Nevertheless, doors for dialogue remained open. Since taking office, the Prime Minister of the Kurdistan Regional Government, Masrour Barzani, has attempted to break the cycle of isolation. His most recent initiative was a visit to Washington in May 2025, which resulted in the signing of two investment contracts with American companies, HKN Energy and WesternZagros, in a move aimed at developing the gas infrastructure in Kurdistan, which would positively impact the entire Iraqi energy system.
However, the surprising paradox came after his return from the visit, when the Iraqi ministry of finance announced the cessation of salary payments to the region’s employees in a statement issued on May 21, 2025. The timing was not coincidental; it seemed more like a political message rather than a financial one. Does investing in local gas now count as an overstep? And why are the salaries of hundreds of thousands of employees used as a tool in the political game of arm-twisting?
These questions lead us to the core of the crisis: how did the Kurds, who were a fundamental partner in toppling the previous regime before 2003, come to be treated, at times, as adversaries after 2005? And why do some actors in Baghdad insist on managing the relationship with a logic of dominance rather than partnership?
The disagreements between Baghdad and Erbil are no longer just a Kurdish issue, but have become a matter that touches the very nature of the Iraqi state itself. Article 115 of the constitution grants priority to regional laws in the case of conflict with federal laws, unless they fall under the exclusive powers of the federal government. Additionally, Article 112 gives the oil-producing provinces (including Basra, Dhi Qar, and Maysan) the right to participate in the management of oil, meaning any solution cannot be limited to just Kurdistan, but must be national and inclusive.

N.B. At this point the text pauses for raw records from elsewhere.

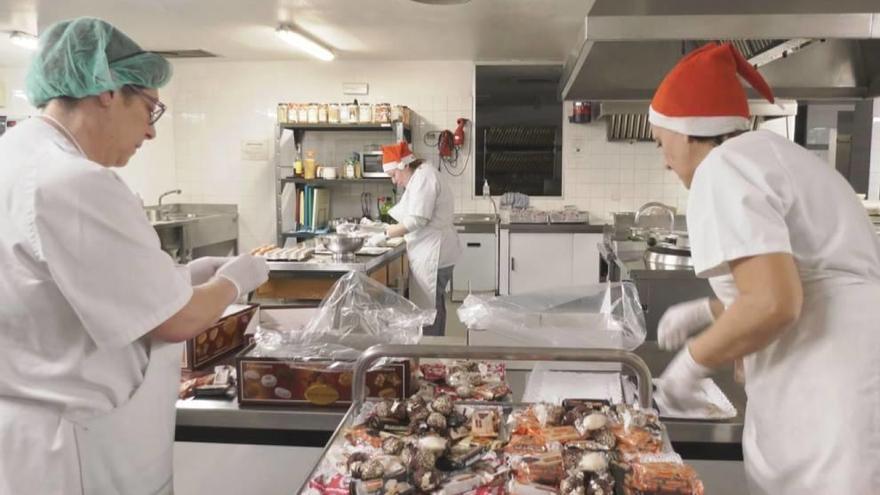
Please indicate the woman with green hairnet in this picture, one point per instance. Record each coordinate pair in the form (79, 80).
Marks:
(91, 309)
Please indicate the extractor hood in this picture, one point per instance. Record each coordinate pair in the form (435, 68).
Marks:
(628, 120)
(806, 49)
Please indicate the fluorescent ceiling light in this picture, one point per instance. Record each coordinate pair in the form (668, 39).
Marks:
(305, 44)
(24, 40)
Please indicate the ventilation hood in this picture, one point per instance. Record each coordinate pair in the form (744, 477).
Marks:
(806, 49)
(628, 120)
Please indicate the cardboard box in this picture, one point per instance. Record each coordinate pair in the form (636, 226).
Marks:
(220, 339)
(295, 382)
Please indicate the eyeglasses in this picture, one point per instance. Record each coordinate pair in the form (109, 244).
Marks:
(158, 108)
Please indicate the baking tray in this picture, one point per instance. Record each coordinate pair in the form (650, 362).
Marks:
(360, 404)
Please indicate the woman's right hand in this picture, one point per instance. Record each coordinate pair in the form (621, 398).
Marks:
(682, 320)
(246, 272)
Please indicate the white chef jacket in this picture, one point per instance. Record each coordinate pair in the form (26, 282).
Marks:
(813, 416)
(84, 279)
(428, 196)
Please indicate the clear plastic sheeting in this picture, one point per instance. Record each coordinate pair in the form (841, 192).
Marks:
(359, 312)
(607, 316)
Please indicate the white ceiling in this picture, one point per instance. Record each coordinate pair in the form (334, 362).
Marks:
(482, 30)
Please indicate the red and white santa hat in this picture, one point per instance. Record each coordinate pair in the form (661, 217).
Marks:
(396, 156)
(702, 95)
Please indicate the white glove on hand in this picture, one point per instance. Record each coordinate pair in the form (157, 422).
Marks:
(680, 382)
(681, 321)
(202, 269)
(376, 240)
(246, 272)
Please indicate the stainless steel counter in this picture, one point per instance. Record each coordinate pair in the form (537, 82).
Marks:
(215, 414)
(553, 228)
(326, 262)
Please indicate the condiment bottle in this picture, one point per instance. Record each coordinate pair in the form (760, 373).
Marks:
(309, 165)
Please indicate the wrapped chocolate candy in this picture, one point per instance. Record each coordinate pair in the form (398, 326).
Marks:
(436, 421)
(573, 484)
(600, 484)
(464, 391)
(424, 460)
(442, 404)
(398, 410)
(383, 409)
(408, 455)
(426, 480)
(372, 469)
(392, 445)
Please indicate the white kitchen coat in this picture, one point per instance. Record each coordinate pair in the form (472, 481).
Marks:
(812, 422)
(86, 399)
(436, 245)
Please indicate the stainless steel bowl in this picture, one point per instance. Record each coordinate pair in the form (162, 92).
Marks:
(341, 244)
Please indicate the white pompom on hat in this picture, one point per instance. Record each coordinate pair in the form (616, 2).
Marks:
(396, 156)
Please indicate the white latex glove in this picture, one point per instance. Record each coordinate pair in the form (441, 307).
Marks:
(680, 382)
(246, 272)
(202, 269)
(376, 240)
(681, 321)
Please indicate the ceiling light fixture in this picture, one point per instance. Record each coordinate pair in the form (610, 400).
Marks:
(24, 40)
(442, 2)
(303, 43)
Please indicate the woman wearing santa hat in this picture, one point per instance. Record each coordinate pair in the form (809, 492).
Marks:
(424, 213)
(795, 264)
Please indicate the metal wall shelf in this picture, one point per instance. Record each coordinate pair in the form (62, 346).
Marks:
(398, 132)
(330, 182)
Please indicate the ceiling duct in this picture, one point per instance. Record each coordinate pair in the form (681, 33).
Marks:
(628, 120)
(806, 49)
(185, 53)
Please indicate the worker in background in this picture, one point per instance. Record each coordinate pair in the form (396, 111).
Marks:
(424, 213)
(91, 308)
(795, 265)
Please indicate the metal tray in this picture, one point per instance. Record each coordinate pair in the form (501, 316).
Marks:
(629, 360)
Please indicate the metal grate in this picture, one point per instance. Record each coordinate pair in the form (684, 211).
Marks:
(635, 126)
(521, 136)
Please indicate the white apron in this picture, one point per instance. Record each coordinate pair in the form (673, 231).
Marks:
(129, 449)
(812, 421)
(423, 250)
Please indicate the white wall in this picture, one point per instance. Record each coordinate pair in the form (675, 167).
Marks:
(151, 170)
(214, 105)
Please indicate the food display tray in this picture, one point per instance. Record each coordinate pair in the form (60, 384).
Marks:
(361, 406)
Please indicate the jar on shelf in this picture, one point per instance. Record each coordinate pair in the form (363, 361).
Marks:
(282, 113)
(382, 113)
(293, 113)
(333, 113)
(352, 113)
(313, 113)
(365, 113)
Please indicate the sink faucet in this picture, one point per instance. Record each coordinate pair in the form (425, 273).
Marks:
(168, 193)
(656, 205)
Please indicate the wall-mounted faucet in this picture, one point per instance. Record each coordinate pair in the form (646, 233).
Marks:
(168, 193)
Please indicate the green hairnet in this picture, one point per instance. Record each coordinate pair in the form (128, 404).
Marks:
(88, 56)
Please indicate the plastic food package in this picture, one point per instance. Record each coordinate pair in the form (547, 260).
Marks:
(605, 316)
(359, 312)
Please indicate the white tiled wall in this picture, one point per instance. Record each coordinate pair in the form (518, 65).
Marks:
(215, 105)
(874, 177)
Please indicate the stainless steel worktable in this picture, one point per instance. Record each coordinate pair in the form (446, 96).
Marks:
(326, 262)
(224, 421)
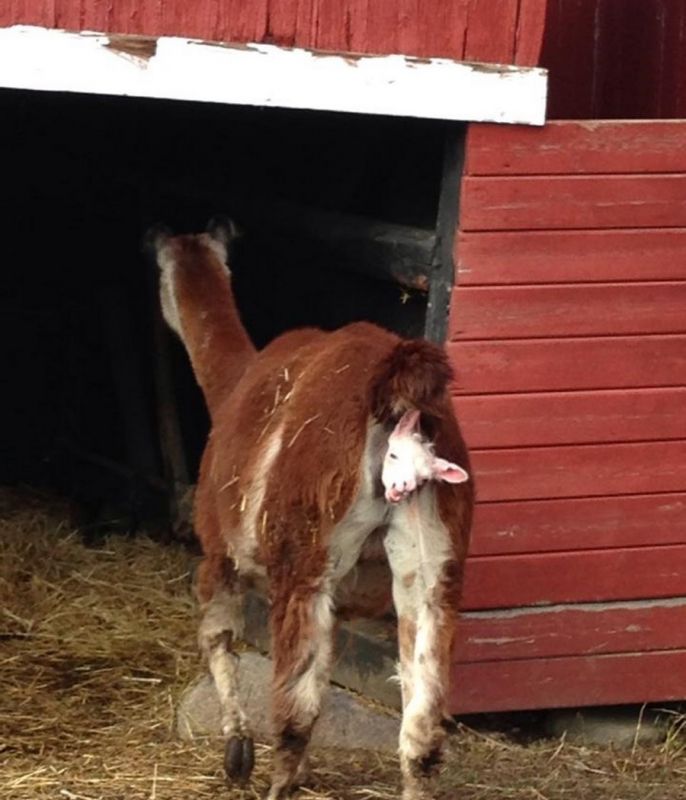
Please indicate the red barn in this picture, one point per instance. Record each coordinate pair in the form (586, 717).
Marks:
(567, 309)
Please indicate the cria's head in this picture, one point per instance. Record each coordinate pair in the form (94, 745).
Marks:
(410, 461)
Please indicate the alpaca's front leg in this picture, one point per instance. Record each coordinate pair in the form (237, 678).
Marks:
(421, 558)
(302, 620)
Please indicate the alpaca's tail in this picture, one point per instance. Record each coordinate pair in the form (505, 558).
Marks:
(414, 375)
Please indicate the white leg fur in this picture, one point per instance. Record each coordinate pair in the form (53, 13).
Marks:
(303, 698)
(222, 623)
(418, 547)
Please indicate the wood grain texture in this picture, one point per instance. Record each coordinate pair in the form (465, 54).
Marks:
(502, 31)
(550, 525)
(569, 310)
(529, 36)
(559, 418)
(580, 471)
(531, 365)
(568, 682)
(577, 148)
(581, 576)
(588, 44)
(486, 41)
(563, 202)
(572, 630)
(530, 257)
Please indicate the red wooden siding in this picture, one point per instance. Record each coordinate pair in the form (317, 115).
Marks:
(567, 630)
(512, 684)
(505, 31)
(579, 523)
(617, 59)
(568, 337)
(592, 417)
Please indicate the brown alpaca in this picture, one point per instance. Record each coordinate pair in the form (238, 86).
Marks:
(291, 491)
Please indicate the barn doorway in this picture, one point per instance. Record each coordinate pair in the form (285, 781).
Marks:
(339, 214)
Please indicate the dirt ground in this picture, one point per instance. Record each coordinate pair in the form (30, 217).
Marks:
(96, 644)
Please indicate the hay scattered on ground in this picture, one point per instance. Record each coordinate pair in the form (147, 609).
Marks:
(96, 644)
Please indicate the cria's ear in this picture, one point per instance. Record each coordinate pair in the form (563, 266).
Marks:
(223, 229)
(443, 470)
(155, 238)
(407, 424)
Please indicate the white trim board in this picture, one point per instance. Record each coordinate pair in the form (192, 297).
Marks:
(265, 75)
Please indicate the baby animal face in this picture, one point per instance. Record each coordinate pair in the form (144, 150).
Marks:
(410, 461)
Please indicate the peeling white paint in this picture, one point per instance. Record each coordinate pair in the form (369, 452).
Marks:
(266, 75)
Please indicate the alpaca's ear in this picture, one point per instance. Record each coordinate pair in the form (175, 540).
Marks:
(407, 424)
(442, 470)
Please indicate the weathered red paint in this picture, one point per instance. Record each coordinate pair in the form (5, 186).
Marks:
(505, 31)
(582, 417)
(622, 627)
(578, 523)
(569, 341)
(615, 59)
(574, 681)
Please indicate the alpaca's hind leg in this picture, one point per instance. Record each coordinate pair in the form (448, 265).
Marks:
(221, 625)
(302, 643)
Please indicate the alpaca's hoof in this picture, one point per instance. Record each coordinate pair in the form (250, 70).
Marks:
(239, 758)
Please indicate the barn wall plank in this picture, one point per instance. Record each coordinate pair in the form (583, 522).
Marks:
(581, 576)
(568, 682)
(531, 257)
(486, 41)
(563, 202)
(580, 470)
(549, 525)
(530, 365)
(577, 148)
(584, 629)
(530, 31)
(569, 310)
(432, 28)
(558, 418)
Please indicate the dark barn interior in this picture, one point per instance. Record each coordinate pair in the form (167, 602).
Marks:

Today, the Kurdish citizen is paying the price of a struggle he did not choose, and just as the region’s employees are deprived of their salaries from time to time, trust is being drained among the country’s components, and the rift widens with each new crisis.
In conclusion, reforming the relationship between Baghdad and Erbil does not begin with financial decisions, but with sincere political will that acknowledges partnership, respects the constitution and restores the concept of citizenship. Countries are not built through exclusion or collective punishment, but through dialogue, transparency and justice. If politics is the art of the possible, then what is possible today, despite all the wounds, is to build an Iraq where the Kurdish citizen no longer feels like a guest, nor the Baghdadi as a guardian.